Our Take
The piece correctly identifies that women's health audiences reject performative engagement, but offers no evidence that AI solves this—only that it could help brands listen better.
Why it matters
Women's health marketing has a credibility problem: audiences are primed to detect insincerity. Any vendor claiming AI fixes trust without addressing the underlying skepticism is missing the actual lever.
Do this week
Women's health marketers: audit your customer retention data by cohort and engagement type before licensing any AI tool—identify where you're actually losing trust, not where a vendor says AI helps.

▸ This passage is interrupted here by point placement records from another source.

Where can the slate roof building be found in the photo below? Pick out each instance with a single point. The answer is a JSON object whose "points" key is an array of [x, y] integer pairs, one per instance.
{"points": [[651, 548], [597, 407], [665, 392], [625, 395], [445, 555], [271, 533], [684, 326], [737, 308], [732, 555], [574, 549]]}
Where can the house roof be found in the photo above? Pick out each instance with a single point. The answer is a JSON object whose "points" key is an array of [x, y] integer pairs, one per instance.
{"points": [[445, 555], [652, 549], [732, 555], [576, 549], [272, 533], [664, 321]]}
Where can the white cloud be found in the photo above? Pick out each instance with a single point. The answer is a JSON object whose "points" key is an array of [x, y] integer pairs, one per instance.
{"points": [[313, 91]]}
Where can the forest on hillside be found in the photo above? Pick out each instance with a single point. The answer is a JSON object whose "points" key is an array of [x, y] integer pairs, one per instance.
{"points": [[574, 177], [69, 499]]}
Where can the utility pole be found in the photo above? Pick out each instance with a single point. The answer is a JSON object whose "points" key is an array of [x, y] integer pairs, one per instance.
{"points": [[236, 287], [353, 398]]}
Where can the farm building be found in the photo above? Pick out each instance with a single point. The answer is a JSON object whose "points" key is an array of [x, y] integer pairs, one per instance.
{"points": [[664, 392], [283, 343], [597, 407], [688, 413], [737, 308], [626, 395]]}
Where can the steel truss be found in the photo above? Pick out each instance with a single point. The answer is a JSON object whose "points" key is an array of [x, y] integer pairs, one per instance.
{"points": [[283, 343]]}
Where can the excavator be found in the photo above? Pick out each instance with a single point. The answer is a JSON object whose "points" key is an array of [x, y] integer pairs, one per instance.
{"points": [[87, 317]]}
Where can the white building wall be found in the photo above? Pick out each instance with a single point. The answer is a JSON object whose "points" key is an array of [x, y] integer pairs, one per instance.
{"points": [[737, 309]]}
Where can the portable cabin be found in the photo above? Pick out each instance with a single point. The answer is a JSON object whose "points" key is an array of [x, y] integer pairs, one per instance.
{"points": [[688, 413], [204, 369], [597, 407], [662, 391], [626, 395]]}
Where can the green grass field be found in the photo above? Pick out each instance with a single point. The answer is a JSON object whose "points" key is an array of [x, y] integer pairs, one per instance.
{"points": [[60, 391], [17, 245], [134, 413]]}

The women's health engagement gap
BioPharma Dive published a sponsored perspective arguing that women's health brands have historically treated customers as discrete, episodic touchpoints rather than as long-term partners. The framing rests on a straightforward observation: women's health audiences have memory and skepticism for marketing that feels transactional or insincere.
The article positions AI as a tool to enable brands to move from episode-focused campaigns (promotional, seasonal, condition-reactive) to lifetime relationship models. The case is not that AI replaces authenticity, but that it can help brands identify patterns in what their audiences actually value and respond to across longer customer lifecycles.
Skepticism is a feature of the audience, not a bug to fix
Women's health marketing carries inherited baggage. Decades of pharmaceutical messaging, wellness over-selling, and sporadic outreach have trained the audience to detect what feels performative. A brand that suddenly invests in AI-powered personalization without addressing why customers stopped trusting them in the first place is solving a downstream problem.
The real question is not whether AI can segment or predict behavior better. It is whether better data collection and targeting restore credibility in a category where credibility is the limiting factor. The article does not claim AI solves trust; it claims AI helps brands keep attention longer. Those are different things.
How to read this for your own work
If you work in women's health marketing or product, the takeaway is not to license an AI tool and expect engagement to improve. The takeaway is to first measure what you're optimizing for. Are customers leaving because they don't feel seen? Because offers miss what they need? Because they don't believe you'll follow up?
AI can help you act on those answers once you know what they are. But if the underlying issue is that your brand has treated the relationship as episodic, no algorithm fixes the broken contract faster than consistency, transparency, and showing up when you said you would.